Sûrement trop au goût de sa mère qui, à l'époque, ne cessait de la houspiller à cause de ses devoirs bâclés. Suzanne n'avait jamais été très scolaire comparé à son frère ainé. Même si cela s'était un peu arrangé avec l'âge, en particulier lors de son entrée au lycée puis à l'université, elle restait une élève quelconque malgré tout son sérieux.

Le regard de Suzanne revint se poser sur le petit garçon aux cris nasillards. Elle soupira de lassitude. Pourquoi les événements les plus insignifiants d'une vie prenaient une toute autre tournure quand il s'agissait des derniers ? Son sourire s'effaça au profil d'une mine triste. L'ancien temps était révolu. Et cela lui manquait affreusement. Ces moments de joies et de rires lui semblaient si lointain depuis que la maladie du plus âgé s'était immiscer dans leurs vies.




***




Dans les bureaux du Comité Général du Passage des Âmes, appelée plus couramment « C.G.P.A » par ses membres, une certaine agitation se faisait sentir. Depuis que le secteur des Prévisions avait envoyé une dépêche urgente aux deux autres bureaux dans la matinée, il régnait au sein du comité une grosse pagaille. En effet, un problème de transmission était survenu au niveau du dépôt de l'agence et avait ainsi engendré de magnifiques retards dignes de la SNCF !

Dans le couloir du gigantesque bâtiment, les deux faucheurs perdaient patience. Cela faisait plus de vingt minutes qu'ils attendaient devant le guichet, là où la longue queue aboutissait.

« Tout ça pour de simples petites enveloppes contenant les noms et les informations des prochains défunts ! » pesta Kim Sang-Chul, déjà irrité par son début de journée.

Les jambes brisées par le fait d'être restés aussi longtemps debout, le binôme se lamentait. La file avancait avec une lenteur exaspérante. Après encore un temps qui leur parut durer une éternité, leur tour arriva enfin.

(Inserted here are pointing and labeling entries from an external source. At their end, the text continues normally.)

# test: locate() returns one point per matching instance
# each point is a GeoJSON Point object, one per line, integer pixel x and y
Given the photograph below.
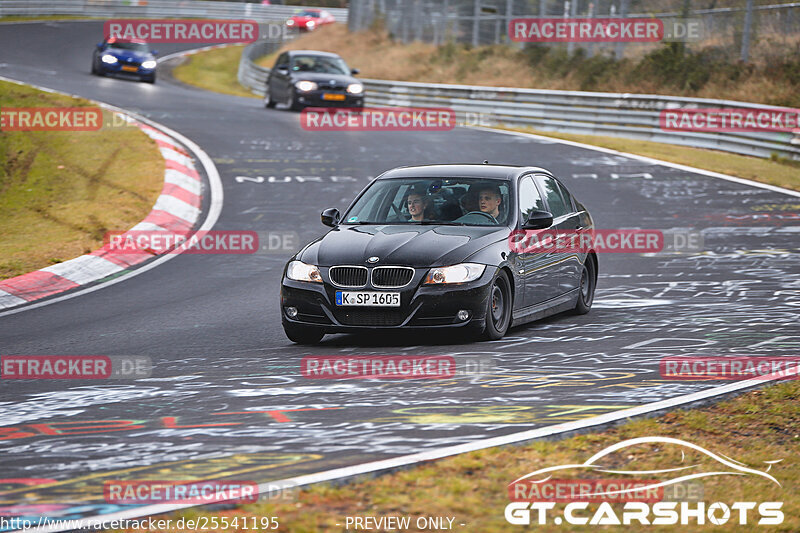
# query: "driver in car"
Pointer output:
{"type": "Point", "coordinates": [489, 200]}
{"type": "Point", "coordinates": [418, 205]}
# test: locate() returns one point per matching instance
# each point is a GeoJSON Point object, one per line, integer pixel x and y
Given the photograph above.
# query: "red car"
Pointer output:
{"type": "Point", "coordinates": [310, 19]}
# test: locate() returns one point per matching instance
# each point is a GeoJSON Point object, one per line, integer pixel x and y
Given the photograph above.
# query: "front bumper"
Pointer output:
{"type": "Point", "coordinates": [117, 68]}
{"type": "Point", "coordinates": [421, 306]}
{"type": "Point", "coordinates": [316, 99]}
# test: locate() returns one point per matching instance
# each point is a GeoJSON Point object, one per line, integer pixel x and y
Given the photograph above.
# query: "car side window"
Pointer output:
{"type": "Point", "coordinates": [529, 198]}
{"type": "Point", "coordinates": [554, 200]}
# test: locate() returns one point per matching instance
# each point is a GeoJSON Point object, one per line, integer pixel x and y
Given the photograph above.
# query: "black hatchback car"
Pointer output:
{"type": "Point", "coordinates": [305, 78]}
{"type": "Point", "coordinates": [432, 247]}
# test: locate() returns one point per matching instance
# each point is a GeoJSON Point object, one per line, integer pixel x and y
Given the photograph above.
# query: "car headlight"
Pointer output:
{"type": "Point", "coordinates": [455, 274]}
{"type": "Point", "coordinates": [305, 86]}
{"type": "Point", "coordinates": [355, 88]}
{"type": "Point", "coordinates": [300, 271]}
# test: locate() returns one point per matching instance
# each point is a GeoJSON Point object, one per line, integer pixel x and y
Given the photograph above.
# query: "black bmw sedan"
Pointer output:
{"type": "Point", "coordinates": [433, 247]}
{"type": "Point", "coordinates": [303, 78]}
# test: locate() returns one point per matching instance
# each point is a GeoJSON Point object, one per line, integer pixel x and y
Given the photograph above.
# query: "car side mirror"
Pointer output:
{"type": "Point", "coordinates": [330, 217]}
{"type": "Point", "coordinates": [538, 220]}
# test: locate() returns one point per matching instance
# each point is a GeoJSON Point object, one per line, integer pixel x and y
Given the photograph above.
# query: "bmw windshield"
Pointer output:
{"type": "Point", "coordinates": [440, 201]}
{"type": "Point", "coordinates": [319, 64]}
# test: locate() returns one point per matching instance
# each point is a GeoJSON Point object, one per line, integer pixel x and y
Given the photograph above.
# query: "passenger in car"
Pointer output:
{"type": "Point", "coordinates": [419, 206]}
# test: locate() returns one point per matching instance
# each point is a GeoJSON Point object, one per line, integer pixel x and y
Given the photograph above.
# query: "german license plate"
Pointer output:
{"type": "Point", "coordinates": [368, 299]}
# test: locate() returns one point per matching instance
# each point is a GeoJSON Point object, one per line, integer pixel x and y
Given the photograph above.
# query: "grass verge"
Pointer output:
{"type": "Point", "coordinates": [755, 427]}
{"type": "Point", "coordinates": [213, 70]}
{"type": "Point", "coordinates": [61, 191]}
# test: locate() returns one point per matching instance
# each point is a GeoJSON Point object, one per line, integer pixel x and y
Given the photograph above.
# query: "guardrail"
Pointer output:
{"type": "Point", "coordinates": [633, 116]}
{"type": "Point", "coordinates": [156, 9]}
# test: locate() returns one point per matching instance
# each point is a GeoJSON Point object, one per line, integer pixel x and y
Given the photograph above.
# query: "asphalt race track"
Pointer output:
{"type": "Point", "coordinates": [226, 399]}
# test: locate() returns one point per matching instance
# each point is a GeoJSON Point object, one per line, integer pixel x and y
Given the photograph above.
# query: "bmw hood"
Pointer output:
{"type": "Point", "coordinates": [404, 245]}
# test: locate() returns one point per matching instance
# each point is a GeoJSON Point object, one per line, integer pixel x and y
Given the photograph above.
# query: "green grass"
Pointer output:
{"type": "Point", "coordinates": [213, 70]}
{"type": "Point", "coordinates": [60, 192]}
{"type": "Point", "coordinates": [761, 425]}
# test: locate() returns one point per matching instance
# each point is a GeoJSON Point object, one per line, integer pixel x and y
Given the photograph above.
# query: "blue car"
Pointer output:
{"type": "Point", "coordinates": [125, 57]}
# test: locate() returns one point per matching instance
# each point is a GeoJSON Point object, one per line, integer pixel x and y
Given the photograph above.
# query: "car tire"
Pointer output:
{"type": "Point", "coordinates": [586, 288]}
{"type": "Point", "coordinates": [498, 310]}
{"type": "Point", "coordinates": [302, 334]}
{"type": "Point", "coordinates": [269, 103]}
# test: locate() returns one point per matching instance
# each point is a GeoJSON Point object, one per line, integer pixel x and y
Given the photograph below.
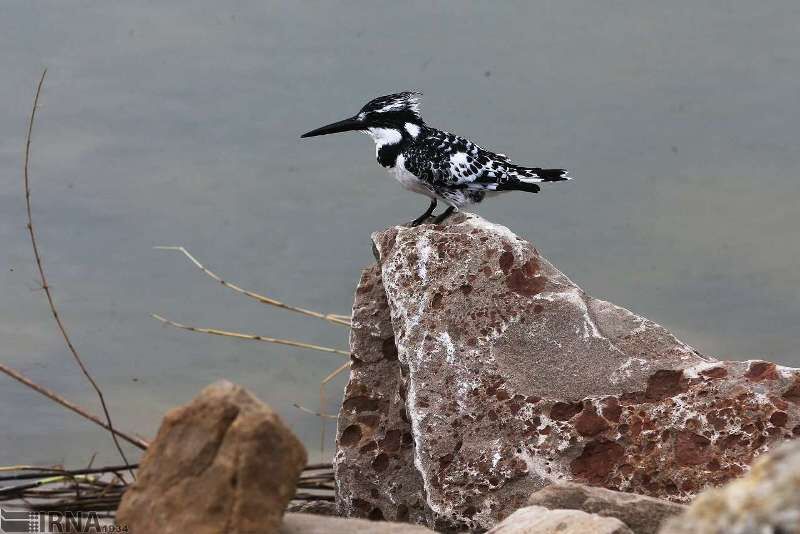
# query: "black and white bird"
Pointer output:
{"type": "Point", "coordinates": [442, 166]}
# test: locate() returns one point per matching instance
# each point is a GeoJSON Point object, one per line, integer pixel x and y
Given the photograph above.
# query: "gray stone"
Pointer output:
{"type": "Point", "coordinates": [482, 374]}
{"type": "Point", "coordinates": [315, 524]}
{"type": "Point", "coordinates": [765, 501]}
{"type": "Point", "coordinates": [313, 507]}
{"type": "Point", "coordinates": [225, 462]}
{"type": "Point", "coordinates": [642, 514]}
{"type": "Point", "coordinates": [539, 520]}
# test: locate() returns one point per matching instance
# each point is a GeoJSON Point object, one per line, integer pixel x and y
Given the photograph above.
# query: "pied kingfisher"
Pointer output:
{"type": "Point", "coordinates": [434, 163]}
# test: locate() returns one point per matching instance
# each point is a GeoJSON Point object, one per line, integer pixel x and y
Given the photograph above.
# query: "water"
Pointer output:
{"type": "Point", "coordinates": [174, 123]}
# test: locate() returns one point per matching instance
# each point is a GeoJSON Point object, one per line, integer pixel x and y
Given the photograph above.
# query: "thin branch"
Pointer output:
{"type": "Point", "coordinates": [43, 279]}
{"type": "Point", "coordinates": [312, 412]}
{"type": "Point", "coordinates": [337, 319]}
{"type": "Point", "coordinates": [136, 442]}
{"type": "Point", "coordinates": [251, 337]}
{"type": "Point", "coordinates": [322, 384]}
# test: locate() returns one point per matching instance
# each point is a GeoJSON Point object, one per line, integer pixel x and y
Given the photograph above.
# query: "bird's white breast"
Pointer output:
{"type": "Point", "coordinates": [408, 180]}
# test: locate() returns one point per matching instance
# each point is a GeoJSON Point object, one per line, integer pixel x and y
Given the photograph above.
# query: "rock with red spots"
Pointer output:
{"type": "Point", "coordinates": [497, 375]}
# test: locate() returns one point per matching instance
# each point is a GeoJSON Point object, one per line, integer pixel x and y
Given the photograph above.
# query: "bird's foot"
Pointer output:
{"type": "Point", "coordinates": [418, 221]}
{"type": "Point", "coordinates": [444, 215]}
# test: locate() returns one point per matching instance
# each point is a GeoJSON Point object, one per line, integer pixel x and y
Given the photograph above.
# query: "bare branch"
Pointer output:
{"type": "Point", "coordinates": [322, 384]}
{"type": "Point", "coordinates": [340, 320]}
{"type": "Point", "coordinates": [16, 375]}
{"type": "Point", "coordinates": [251, 337]}
{"type": "Point", "coordinates": [43, 279]}
{"type": "Point", "coordinates": [312, 412]}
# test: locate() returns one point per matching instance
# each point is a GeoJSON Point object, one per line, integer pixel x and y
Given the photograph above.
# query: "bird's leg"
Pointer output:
{"type": "Point", "coordinates": [444, 215]}
{"type": "Point", "coordinates": [422, 218]}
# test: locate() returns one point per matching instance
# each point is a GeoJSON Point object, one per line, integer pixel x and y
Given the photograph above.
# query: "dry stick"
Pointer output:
{"type": "Point", "coordinates": [43, 279]}
{"type": "Point", "coordinates": [312, 412]}
{"type": "Point", "coordinates": [322, 384]}
{"type": "Point", "coordinates": [251, 337]}
{"type": "Point", "coordinates": [136, 442]}
{"type": "Point", "coordinates": [340, 320]}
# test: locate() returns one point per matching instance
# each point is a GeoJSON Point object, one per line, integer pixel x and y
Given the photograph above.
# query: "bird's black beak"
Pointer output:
{"type": "Point", "coordinates": [346, 125]}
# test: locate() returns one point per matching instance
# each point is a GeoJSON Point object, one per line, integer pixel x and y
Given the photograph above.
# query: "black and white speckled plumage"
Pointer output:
{"type": "Point", "coordinates": [435, 163]}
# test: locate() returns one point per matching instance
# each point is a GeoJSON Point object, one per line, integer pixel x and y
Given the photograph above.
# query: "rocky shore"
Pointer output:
{"type": "Point", "coordinates": [489, 392]}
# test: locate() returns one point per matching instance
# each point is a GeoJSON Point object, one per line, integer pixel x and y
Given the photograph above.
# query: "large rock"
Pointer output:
{"type": "Point", "coordinates": [642, 514]}
{"type": "Point", "coordinates": [315, 524]}
{"type": "Point", "coordinates": [481, 374]}
{"type": "Point", "coordinates": [225, 462]}
{"type": "Point", "coordinates": [766, 500]}
{"type": "Point", "coordinates": [539, 520]}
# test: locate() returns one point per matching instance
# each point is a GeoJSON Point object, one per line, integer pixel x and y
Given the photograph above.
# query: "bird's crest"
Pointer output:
{"type": "Point", "coordinates": [405, 101]}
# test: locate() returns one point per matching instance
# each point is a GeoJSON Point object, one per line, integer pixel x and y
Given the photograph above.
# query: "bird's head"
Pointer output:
{"type": "Point", "coordinates": [387, 119]}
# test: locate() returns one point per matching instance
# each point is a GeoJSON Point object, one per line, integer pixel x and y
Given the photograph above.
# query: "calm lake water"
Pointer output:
{"type": "Point", "coordinates": [177, 123]}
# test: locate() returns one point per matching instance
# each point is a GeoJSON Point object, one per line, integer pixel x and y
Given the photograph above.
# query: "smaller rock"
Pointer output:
{"type": "Point", "coordinates": [314, 507]}
{"type": "Point", "coordinates": [643, 515]}
{"type": "Point", "coordinates": [540, 520]}
{"type": "Point", "coordinates": [225, 462]}
{"type": "Point", "coordinates": [315, 524]}
{"type": "Point", "coordinates": [766, 500]}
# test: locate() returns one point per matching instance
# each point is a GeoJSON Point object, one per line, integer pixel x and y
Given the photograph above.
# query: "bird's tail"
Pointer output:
{"type": "Point", "coordinates": [526, 178]}
{"type": "Point", "coordinates": [536, 174]}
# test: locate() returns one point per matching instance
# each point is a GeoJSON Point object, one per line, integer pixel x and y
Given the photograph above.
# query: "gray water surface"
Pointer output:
{"type": "Point", "coordinates": [177, 123]}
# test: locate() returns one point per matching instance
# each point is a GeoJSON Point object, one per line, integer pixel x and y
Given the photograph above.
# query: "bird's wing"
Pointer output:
{"type": "Point", "coordinates": [447, 160]}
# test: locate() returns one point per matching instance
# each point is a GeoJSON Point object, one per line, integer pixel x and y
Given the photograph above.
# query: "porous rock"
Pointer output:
{"type": "Point", "coordinates": [766, 500]}
{"type": "Point", "coordinates": [539, 520]}
{"type": "Point", "coordinates": [481, 374]}
{"type": "Point", "coordinates": [642, 514]}
{"type": "Point", "coordinates": [315, 524]}
{"type": "Point", "coordinates": [225, 462]}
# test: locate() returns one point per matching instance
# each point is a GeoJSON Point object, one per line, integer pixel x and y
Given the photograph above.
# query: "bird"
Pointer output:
{"type": "Point", "coordinates": [442, 166]}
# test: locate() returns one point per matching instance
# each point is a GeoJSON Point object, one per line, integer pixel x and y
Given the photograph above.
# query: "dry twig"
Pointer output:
{"type": "Point", "coordinates": [16, 375]}
{"type": "Point", "coordinates": [251, 337]}
{"type": "Point", "coordinates": [43, 279]}
{"type": "Point", "coordinates": [340, 320]}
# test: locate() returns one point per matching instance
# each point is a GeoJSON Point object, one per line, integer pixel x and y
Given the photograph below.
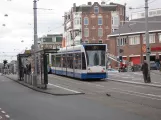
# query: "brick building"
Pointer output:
{"type": "Point", "coordinates": [132, 40]}
{"type": "Point", "coordinates": [92, 23]}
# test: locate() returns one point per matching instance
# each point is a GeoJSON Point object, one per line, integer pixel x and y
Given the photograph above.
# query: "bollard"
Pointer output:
{"type": "Point", "coordinates": [34, 80]}
{"type": "Point", "coordinates": [30, 80]}
{"type": "Point", "coordinates": [25, 78]}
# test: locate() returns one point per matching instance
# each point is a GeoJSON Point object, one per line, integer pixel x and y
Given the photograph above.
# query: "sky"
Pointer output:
{"type": "Point", "coordinates": [17, 34]}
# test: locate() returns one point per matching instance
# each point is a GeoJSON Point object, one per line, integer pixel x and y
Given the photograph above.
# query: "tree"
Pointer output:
{"type": "Point", "coordinates": [5, 62]}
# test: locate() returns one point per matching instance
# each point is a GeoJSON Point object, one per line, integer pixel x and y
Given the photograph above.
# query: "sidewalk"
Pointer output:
{"type": "Point", "coordinates": [51, 89]}
{"type": "Point", "coordinates": [152, 84]}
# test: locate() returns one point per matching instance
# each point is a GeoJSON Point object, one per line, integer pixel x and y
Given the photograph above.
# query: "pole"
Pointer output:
{"type": "Point", "coordinates": [35, 39]}
{"type": "Point", "coordinates": [147, 39]}
{"type": "Point", "coordinates": [119, 63]}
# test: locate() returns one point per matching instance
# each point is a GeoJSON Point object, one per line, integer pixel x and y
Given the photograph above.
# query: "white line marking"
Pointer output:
{"type": "Point", "coordinates": [64, 88]}
{"type": "Point", "coordinates": [3, 112]}
{"type": "Point", "coordinates": [99, 85]}
{"type": "Point", "coordinates": [151, 95]}
{"type": "Point", "coordinates": [126, 77]}
{"type": "Point", "coordinates": [132, 82]}
{"type": "Point", "coordinates": [137, 95]}
{"type": "Point", "coordinates": [7, 116]}
{"type": "Point", "coordinates": [138, 74]}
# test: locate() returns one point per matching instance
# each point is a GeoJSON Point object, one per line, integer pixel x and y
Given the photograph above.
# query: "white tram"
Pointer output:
{"type": "Point", "coordinates": [86, 61]}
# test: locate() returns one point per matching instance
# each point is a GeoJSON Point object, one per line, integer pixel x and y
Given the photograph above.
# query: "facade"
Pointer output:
{"type": "Point", "coordinates": [92, 23]}
{"type": "Point", "coordinates": [132, 40]}
{"type": "Point", "coordinates": [51, 41]}
{"type": "Point", "coordinates": [152, 13]}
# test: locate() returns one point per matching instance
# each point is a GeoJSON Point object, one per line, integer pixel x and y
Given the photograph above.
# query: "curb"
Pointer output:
{"type": "Point", "coordinates": [136, 83]}
{"type": "Point", "coordinates": [40, 90]}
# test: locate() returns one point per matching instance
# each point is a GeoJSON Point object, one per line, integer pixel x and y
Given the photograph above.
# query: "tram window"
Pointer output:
{"type": "Point", "coordinates": [58, 61]}
{"type": "Point", "coordinates": [95, 47]}
{"type": "Point", "coordinates": [53, 60]}
{"type": "Point", "coordinates": [78, 61]}
{"type": "Point", "coordinates": [64, 63]}
{"type": "Point", "coordinates": [83, 62]}
{"type": "Point", "coordinates": [70, 60]}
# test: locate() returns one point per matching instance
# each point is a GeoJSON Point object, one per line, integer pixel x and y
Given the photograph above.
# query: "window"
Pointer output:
{"type": "Point", "coordinates": [134, 40]}
{"type": "Point", "coordinates": [115, 20]}
{"type": "Point", "coordinates": [151, 39]}
{"type": "Point", "coordinates": [100, 21]}
{"type": "Point", "coordinates": [100, 32]}
{"type": "Point", "coordinates": [121, 42]}
{"type": "Point", "coordinates": [100, 41]}
{"type": "Point", "coordinates": [86, 32]}
{"type": "Point", "coordinates": [77, 21]}
{"type": "Point", "coordinates": [160, 38]}
{"type": "Point", "coordinates": [96, 9]}
{"type": "Point", "coordinates": [85, 21]}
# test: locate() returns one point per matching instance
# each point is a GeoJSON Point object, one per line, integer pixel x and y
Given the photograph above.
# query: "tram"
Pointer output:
{"type": "Point", "coordinates": [86, 61]}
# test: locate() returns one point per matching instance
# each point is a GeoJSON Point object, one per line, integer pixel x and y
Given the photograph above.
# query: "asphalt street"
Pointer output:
{"type": "Point", "coordinates": [22, 103]}
{"type": "Point", "coordinates": [135, 77]}
{"type": "Point", "coordinates": [141, 100]}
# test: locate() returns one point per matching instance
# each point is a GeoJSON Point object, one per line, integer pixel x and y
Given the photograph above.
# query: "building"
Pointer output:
{"type": "Point", "coordinates": [91, 23]}
{"type": "Point", "coordinates": [132, 40]}
{"type": "Point", "coordinates": [152, 13]}
{"type": "Point", "coordinates": [51, 41]}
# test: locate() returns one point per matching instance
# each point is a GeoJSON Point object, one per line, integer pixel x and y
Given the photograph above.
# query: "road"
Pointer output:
{"type": "Point", "coordinates": [140, 100]}
{"type": "Point", "coordinates": [22, 103]}
{"type": "Point", "coordinates": [135, 77]}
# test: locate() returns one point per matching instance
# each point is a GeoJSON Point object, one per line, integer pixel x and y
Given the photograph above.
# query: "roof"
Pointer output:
{"type": "Point", "coordinates": [86, 8]}
{"type": "Point", "coordinates": [138, 26]}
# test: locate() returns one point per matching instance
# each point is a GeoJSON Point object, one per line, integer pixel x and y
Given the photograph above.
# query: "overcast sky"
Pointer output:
{"type": "Point", "coordinates": [19, 23]}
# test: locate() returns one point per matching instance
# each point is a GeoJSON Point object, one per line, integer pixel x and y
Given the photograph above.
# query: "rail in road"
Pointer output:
{"type": "Point", "coordinates": [142, 100]}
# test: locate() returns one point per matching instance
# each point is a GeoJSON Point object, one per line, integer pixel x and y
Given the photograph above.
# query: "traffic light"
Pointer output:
{"type": "Point", "coordinates": [120, 58]}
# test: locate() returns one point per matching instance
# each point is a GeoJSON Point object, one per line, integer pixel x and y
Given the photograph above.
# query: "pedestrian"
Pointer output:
{"type": "Point", "coordinates": [145, 71]}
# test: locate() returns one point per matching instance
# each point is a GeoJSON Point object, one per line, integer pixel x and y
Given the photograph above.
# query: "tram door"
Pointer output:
{"type": "Point", "coordinates": [77, 65]}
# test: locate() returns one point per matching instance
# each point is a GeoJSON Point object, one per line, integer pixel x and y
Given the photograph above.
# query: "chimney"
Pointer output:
{"type": "Point", "coordinates": [89, 3]}
{"type": "Point", "coordinates": [74, 7]}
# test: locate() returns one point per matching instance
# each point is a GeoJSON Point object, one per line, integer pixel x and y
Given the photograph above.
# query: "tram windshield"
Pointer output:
{"type": "Point", "coordinates": [95, 55]}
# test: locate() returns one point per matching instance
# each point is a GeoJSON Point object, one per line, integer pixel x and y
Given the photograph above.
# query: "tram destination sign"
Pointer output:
{"type": "Point", "coordinates": [95, 47]}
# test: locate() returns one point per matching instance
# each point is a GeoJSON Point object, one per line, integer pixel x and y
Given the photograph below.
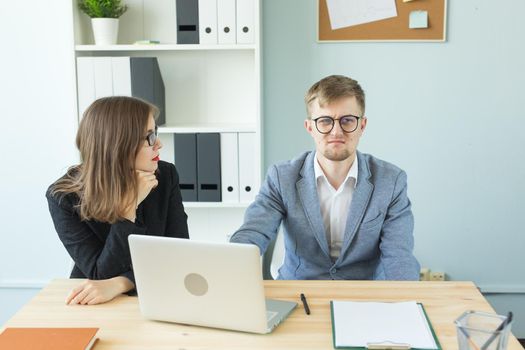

« Bonjour Messieurs, quelle section ? demanda mécaniquement l'une des secrétaires s'occupant de l'accueil du bureau des Prévisions.

– Celui des Dernières Volontés.

– Je vois. Travail quotidien, je suppose. Identités s'il vous plaît ?

– Ok Woo Young accompagné de Kim Sang Chul, répondit le jeune homme.

– Bien, voici votre enveloppe. Bon courage.»

L'employée leur sourit poliment puis articula d'une voix forte : « Au suivant ! ». Les deux passeurs quittèrent alors la réception et se dirigèrent vers l'extérieur du bâtiment. Munis de leurs costumes habituels, composé simplement d'une paire de derbies, d'un pantalon foncé, d'un col-roulé et d'un long manteau noir, le duo avançait d'un pas décidé vers les lieux du futur drame. Seule une broche discrète accrochée à leurs vestes aiguillait leurs sombres tenues. Elle représentait un chrysanthème blanc et leur permettait, du moins quand celle-ci était portée, de disparaitre aux yeux des humains.